3. Ressources complémentaires¶
- Sur IBM SkillsBuild : Suivre le cours "Cybersecurity Governance and Risk Management - Part 1" (durée estimée : 1h30).
- Ressource complémentaire : Visiter le site de l'ANSSI (cyber.gouv.fr) et consulter le guide "La PSSI" pour observer comment un État structure ses exigences nationales.
- ANSSI — La méthode EBIOS Risk Manager
- CNIL — PIA / Analyse d'impact
4. Exercice bonus (Sondage Livestorm)¶
- Objectif : Approche de la conformité d'audit.
- 📊 Sondage Livestorm n°9 : Un auditeur de sécurité vous demande de prouver que vos collaborateurs ont pris connaissance de la charte informatique. Quelle preuve présentez-vous ?
- A) Une affirmation orale du technicien informatique.
- B) La charte informatique signée individuellement par chaque collaborateur ou validée électroniquement avec preuve de réception ✅
- C) Le code source de votre outil d'IAM.
- Guide d'animation (pour le mentor) : La gouvernance et l'audit exigent des preuves documentaires tangibles (accountability) : en audit, ce qui n'est pas prouvé n'existe pas. C'est le prolongement direct du sondage d'opinion n°5 — la charte « qui existe quelque part » ne vaut rien face à un auditeur. Segment tampon : à faire en autonomie si la session est en retard.

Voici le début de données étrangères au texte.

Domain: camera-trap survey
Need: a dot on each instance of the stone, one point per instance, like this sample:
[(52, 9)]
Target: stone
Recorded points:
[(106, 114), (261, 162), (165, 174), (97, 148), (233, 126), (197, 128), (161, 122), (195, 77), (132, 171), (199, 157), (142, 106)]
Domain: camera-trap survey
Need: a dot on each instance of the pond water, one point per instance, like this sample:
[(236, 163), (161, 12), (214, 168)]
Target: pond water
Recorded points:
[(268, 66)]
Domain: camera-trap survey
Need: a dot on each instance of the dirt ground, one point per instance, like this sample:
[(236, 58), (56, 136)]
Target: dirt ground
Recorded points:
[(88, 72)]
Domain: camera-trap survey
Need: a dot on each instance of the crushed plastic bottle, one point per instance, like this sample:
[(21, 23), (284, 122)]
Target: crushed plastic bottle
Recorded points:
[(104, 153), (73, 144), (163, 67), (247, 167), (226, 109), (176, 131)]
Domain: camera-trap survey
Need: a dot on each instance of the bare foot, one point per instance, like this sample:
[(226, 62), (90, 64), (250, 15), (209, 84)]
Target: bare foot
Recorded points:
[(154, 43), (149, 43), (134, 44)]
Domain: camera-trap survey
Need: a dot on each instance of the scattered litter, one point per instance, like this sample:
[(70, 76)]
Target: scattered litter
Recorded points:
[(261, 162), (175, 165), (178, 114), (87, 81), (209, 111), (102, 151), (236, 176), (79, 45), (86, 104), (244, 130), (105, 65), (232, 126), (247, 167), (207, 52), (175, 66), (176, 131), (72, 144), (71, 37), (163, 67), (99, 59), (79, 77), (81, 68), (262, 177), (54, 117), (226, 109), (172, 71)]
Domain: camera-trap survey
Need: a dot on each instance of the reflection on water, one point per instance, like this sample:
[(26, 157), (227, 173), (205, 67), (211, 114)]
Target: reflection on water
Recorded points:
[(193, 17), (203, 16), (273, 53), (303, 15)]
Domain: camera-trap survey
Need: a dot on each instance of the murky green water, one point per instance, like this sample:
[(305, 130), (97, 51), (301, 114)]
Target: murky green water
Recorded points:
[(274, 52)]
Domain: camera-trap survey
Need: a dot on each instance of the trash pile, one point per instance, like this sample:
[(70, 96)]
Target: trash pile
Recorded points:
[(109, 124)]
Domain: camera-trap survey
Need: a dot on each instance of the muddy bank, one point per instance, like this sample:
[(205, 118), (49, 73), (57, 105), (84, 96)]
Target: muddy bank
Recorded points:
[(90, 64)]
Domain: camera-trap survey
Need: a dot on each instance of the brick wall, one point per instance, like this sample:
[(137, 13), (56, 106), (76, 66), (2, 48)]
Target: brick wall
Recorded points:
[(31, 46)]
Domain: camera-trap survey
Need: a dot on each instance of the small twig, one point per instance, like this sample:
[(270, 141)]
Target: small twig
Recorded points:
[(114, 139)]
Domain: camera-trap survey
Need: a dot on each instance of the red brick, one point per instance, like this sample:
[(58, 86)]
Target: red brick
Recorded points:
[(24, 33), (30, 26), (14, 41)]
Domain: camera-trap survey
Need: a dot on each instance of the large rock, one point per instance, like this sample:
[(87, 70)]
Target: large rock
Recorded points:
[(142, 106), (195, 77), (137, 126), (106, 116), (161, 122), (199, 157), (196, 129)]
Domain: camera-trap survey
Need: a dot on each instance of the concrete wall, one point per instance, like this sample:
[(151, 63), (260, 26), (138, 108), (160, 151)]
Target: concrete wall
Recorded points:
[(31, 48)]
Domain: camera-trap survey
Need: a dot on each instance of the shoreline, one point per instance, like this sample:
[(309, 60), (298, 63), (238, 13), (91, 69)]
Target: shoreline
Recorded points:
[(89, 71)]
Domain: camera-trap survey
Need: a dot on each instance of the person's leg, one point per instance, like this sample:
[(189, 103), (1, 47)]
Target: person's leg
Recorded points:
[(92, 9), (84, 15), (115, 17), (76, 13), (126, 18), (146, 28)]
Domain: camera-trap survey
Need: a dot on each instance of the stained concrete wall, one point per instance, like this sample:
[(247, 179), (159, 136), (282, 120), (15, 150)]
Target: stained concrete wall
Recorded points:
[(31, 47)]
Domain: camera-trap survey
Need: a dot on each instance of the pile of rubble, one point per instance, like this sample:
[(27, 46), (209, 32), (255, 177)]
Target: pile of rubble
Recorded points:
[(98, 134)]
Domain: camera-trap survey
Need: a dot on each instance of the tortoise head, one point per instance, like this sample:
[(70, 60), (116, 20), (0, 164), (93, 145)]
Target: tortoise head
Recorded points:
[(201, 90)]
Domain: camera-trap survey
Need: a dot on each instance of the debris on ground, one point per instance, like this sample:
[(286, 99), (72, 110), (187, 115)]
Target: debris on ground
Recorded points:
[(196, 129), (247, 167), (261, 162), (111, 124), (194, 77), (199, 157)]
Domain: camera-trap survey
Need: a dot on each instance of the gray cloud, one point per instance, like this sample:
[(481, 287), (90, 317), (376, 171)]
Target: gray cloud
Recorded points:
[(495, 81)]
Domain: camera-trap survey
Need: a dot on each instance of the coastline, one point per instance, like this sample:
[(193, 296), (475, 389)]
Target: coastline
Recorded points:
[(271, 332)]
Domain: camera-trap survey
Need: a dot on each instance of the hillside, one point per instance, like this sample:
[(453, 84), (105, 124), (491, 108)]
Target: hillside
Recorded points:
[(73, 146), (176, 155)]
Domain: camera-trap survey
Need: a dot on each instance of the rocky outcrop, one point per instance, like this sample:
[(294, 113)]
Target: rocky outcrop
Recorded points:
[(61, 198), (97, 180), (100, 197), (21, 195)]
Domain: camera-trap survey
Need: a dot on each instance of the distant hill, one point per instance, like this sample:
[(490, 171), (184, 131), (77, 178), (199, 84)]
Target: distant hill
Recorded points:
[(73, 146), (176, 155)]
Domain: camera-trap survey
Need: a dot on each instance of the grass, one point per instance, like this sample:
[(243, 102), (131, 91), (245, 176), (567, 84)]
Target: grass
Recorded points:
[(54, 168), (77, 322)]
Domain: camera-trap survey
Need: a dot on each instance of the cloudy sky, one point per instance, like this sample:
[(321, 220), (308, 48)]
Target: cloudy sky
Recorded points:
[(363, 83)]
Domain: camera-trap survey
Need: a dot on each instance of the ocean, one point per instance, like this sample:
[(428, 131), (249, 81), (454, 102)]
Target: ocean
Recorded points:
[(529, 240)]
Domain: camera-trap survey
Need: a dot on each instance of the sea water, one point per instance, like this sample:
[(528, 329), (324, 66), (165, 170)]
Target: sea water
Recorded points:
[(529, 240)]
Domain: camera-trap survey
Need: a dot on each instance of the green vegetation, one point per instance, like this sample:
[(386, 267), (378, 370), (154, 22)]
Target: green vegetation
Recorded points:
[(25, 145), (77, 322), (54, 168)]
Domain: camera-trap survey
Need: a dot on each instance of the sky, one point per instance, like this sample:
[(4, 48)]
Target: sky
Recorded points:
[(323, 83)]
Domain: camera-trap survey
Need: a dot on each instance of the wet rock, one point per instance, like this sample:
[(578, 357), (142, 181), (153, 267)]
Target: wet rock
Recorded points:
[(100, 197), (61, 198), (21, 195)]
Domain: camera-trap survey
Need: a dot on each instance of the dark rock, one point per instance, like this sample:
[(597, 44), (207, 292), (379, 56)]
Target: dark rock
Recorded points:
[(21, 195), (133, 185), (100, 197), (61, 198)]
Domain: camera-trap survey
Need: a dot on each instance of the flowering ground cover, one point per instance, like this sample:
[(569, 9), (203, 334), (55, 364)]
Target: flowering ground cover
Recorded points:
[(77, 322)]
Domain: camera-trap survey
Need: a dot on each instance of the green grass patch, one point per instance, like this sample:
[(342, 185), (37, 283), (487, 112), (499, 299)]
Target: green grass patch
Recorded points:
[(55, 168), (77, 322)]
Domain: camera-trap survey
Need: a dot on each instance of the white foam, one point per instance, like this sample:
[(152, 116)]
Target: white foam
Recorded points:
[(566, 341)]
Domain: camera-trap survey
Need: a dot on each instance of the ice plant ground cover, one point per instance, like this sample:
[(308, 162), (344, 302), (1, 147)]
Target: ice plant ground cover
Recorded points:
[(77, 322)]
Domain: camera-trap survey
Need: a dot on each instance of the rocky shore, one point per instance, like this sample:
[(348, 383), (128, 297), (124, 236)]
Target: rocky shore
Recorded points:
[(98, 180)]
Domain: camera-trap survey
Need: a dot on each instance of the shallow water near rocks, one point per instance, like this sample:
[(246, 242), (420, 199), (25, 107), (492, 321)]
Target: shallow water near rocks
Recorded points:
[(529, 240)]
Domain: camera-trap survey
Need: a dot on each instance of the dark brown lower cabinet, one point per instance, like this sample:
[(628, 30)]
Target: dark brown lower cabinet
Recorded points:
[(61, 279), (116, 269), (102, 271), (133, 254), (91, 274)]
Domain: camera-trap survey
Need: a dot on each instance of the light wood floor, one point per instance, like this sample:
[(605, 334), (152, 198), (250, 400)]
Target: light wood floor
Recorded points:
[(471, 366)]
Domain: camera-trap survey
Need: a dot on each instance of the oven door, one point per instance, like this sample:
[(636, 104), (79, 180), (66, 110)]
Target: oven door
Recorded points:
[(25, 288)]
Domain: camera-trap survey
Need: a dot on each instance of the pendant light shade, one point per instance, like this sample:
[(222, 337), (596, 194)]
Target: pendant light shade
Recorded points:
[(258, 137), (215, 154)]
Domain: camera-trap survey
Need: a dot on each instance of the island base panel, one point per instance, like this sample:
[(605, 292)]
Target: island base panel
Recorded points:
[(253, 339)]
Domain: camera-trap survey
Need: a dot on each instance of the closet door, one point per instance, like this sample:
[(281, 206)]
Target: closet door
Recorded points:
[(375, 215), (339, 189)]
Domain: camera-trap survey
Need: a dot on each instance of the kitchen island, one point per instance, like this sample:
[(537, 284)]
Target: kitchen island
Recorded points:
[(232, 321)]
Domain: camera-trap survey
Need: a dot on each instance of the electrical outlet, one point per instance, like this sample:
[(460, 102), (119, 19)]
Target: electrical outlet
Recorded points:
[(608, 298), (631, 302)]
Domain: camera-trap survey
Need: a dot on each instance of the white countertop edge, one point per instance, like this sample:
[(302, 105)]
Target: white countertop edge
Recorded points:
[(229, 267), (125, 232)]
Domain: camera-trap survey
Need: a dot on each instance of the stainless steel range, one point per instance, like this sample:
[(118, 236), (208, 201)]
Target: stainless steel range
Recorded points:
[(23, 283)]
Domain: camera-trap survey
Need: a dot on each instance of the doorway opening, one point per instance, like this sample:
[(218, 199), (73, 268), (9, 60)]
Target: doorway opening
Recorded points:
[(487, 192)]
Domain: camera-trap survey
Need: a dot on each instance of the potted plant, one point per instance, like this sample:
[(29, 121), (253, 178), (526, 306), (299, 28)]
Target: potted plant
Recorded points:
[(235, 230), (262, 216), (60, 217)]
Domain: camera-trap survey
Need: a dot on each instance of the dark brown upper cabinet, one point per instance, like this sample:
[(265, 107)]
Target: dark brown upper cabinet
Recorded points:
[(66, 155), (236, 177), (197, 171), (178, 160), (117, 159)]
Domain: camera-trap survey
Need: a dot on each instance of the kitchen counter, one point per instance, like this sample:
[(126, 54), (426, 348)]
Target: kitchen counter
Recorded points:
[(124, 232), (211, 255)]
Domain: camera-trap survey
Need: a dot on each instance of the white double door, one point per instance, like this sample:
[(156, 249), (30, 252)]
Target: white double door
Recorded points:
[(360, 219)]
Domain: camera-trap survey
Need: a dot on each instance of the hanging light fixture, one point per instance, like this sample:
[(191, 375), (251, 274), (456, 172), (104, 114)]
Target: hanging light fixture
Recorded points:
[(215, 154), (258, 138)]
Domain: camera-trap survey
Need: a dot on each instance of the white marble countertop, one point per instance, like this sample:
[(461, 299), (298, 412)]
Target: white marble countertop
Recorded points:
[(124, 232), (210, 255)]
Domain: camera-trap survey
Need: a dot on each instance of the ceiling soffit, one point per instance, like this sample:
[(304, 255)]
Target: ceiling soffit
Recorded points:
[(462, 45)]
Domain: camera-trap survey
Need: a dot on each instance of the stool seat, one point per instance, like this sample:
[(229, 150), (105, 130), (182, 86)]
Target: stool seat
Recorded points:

5. Aide-mémoire / Fiche de révision¶
| Concept Clé | Définition synthétique |
|---|---|
| PSSI | Le Code de la Route de l'entreprise : règles claires, mesurables, réalistes — et signées par la Direction. |
| ISO 27001 | La norme certifiable du management de la sécurité (SMSI) — elle garantit le pilotage, pas l'imperméabilité. |
| NIST CSF 2.0 (2024) | 6 fonctions : Gouverner, Identifier, Protéger, Détecter, Répondre, Restaurer — la gouvernance est le socle des cinq autres. |
| PDCA | Planifier, Déployer, Vérifier, Ajuster — l'amélioration continue, cœur de l'ISO. |
| RSSI vs Direction | Le RSSI conseille et orchestre ; la Direction décide, finance et assume. |
| NIS2 | La directive européenne qui rend les dirigeants légalement responsables de la supervision des risques cyber. |
| Accountability | En audit, ce qui n'est pas prouvé (signé, tracé, documenté) n'existe pas. |
La règle d'or de la session : la gouvernance décide, documente et prouve — une règle non portée par la Direction n'est qu'un conseil, un incident dissimulé est une faute qui se paie au centuple (Uber, Yahoo), et depuis NIS2, la responsabilité cyber des dirigeants n'est plus une métaphore.